Profanities, wardrobe malfunctions, and announcing the wrong name as an award winner are only a few of the slip-ups that can occur during a live event broadcast. That fact may stress out event organizers, but to the audience, knowing that anything can happen is part of the appeal watching a live event.
Many TV programs were live until film technology really took hold, but recently, television has come full circle to take advantage of a renewed interest in live broadcasts. Viewers are tuning in to see live musical performances on network TV. Sporting events and music festivals are also live streaming in efforts to increase audience size and revenue.
Live video is where it’s at even for business, as Facebook live videos get three times the engagement and ten times the comments of non-live video. But business leaders may wonder whether live streaming engagement translates to real value.

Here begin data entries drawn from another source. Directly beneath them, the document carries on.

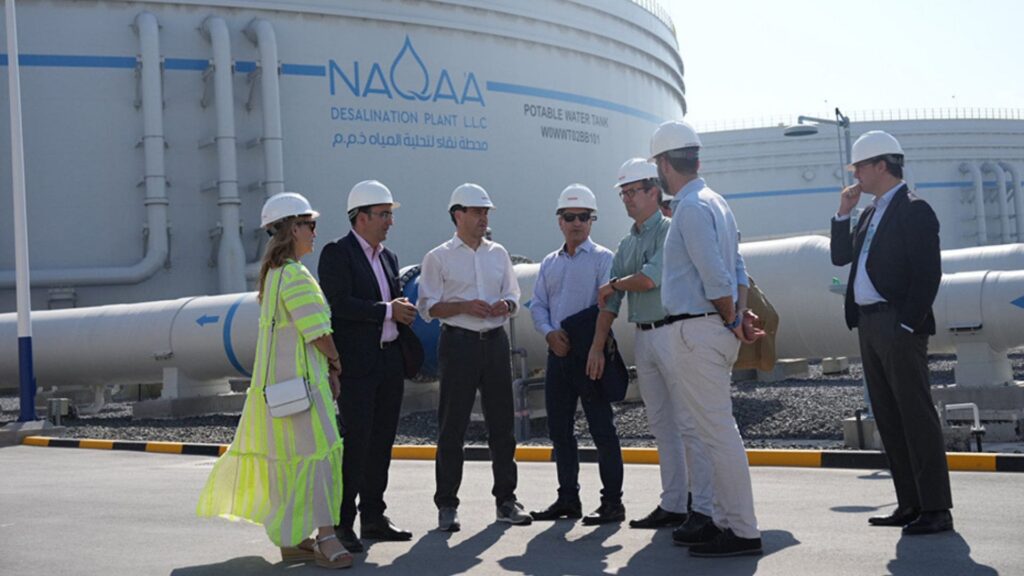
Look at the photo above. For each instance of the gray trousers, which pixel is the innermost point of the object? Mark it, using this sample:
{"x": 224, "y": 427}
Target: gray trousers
{"x": 896, "y": 371}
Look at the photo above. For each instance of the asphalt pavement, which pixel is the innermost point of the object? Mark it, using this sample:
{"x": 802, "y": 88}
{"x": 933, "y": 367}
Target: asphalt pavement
{"x": 97, "y": 512}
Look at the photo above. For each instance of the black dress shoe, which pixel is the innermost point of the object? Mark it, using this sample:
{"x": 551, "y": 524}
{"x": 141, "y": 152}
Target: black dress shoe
{"x": 930, "y": 523}
{"x": 698, "y": 529}
{"x": 384, "y": 529}
{"x": 900, "y": 517}
{"x": 561, "y": 508}
{"x": 348, "y": 539}
{"x": 607, "y": 512}
{"x": 660, "y": 518}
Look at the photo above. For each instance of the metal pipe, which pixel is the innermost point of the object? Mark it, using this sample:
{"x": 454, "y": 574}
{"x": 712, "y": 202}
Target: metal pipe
{"x": 260, "y": 32}
{"x": 1015, "y": 177}
{"x": 27, "y": 377}
{"x": 1003, "y": 200}
{"x": 979, "y": 200}
{"x": 157, "y": 245}
{"x": 230, "y": 253}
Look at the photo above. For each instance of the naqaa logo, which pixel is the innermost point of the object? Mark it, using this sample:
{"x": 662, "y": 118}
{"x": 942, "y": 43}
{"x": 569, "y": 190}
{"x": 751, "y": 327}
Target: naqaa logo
{"x": 408, "y": 78}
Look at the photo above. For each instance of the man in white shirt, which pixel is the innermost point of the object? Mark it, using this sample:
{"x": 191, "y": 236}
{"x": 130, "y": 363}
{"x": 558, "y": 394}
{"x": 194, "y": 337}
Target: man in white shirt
{"x": 468, "y": 284}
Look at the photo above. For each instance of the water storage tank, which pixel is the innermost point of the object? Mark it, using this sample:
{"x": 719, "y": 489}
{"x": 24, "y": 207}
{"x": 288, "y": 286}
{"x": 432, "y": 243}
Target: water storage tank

To companies, live video can increase reach, improve internal communications, and increase ROI on events. Why limit yourself to a local audience of hundreds when you can reach thousands more online?
To maximize the benefits of live streaming, here are issues for companies consider:
As an individual, you can turn on your smartphone camera and simply start a video. However, when streaming for business, you want to present your company in a professional light. Consider using high-quality cameras and audio—especially for more formal presentations.
Make a list of all the kinds of events your company may want to stream—trainings, public announcements, how-to demonstrations, trade shows, etc. Your greatest streaming needs will affect the kinds of equipment you’ll purchase, the number of solutions you’ll need, how mobile you’ll want them to be, and more. Your IT team can provide guidance on bandwidth requirements and whether you’ll want a dedicated internet connection to avoid disruptions to your streams.
You can increase the value of live events by saving video to create future content. Consider how you will save and manage all that video for future use. When capturing live video, you will need to consider what video equipment or software to use. Many marketing teams try using consumer apps, but videos sometimes get saved to an app’s servers or the streamer’s device, making them hard to impossible to track and organize.
For company-owned content, you can try a cloud storage or digital asset management tool for organizing videos. That way, your content will not get misplaced, forgotten, or lost completely if an employee leaves your organization (or simply forgets to back up their hard drive).
Once you’re set up with the tools you need, you will want to make sure your team knows where they should stream, what social platforms they should use, and who will stream what and where. Decide what kinds of settings you need set for internal events. Decide what kinds of events will be for public consumption and what you will want to save to be shared with the marketing, sales, and training departments.
It’s also important to establish policies about what kinds of events should and shouldn’t be streamed from company accounts, as well as what kinds of things should or shouldn’t be said or done on live video.
YouTube, Instagram, and Facebook have live streaming features, and apps like Periscope are dedicated just to live streaming. You can stream from your own site, but if you’re looking to increase your audience, social platforms can get more eyes on your videos.
Once you start live streaming, you will start to see what kinds of streams interest your audience and be able to make the most of your company’s activities and events.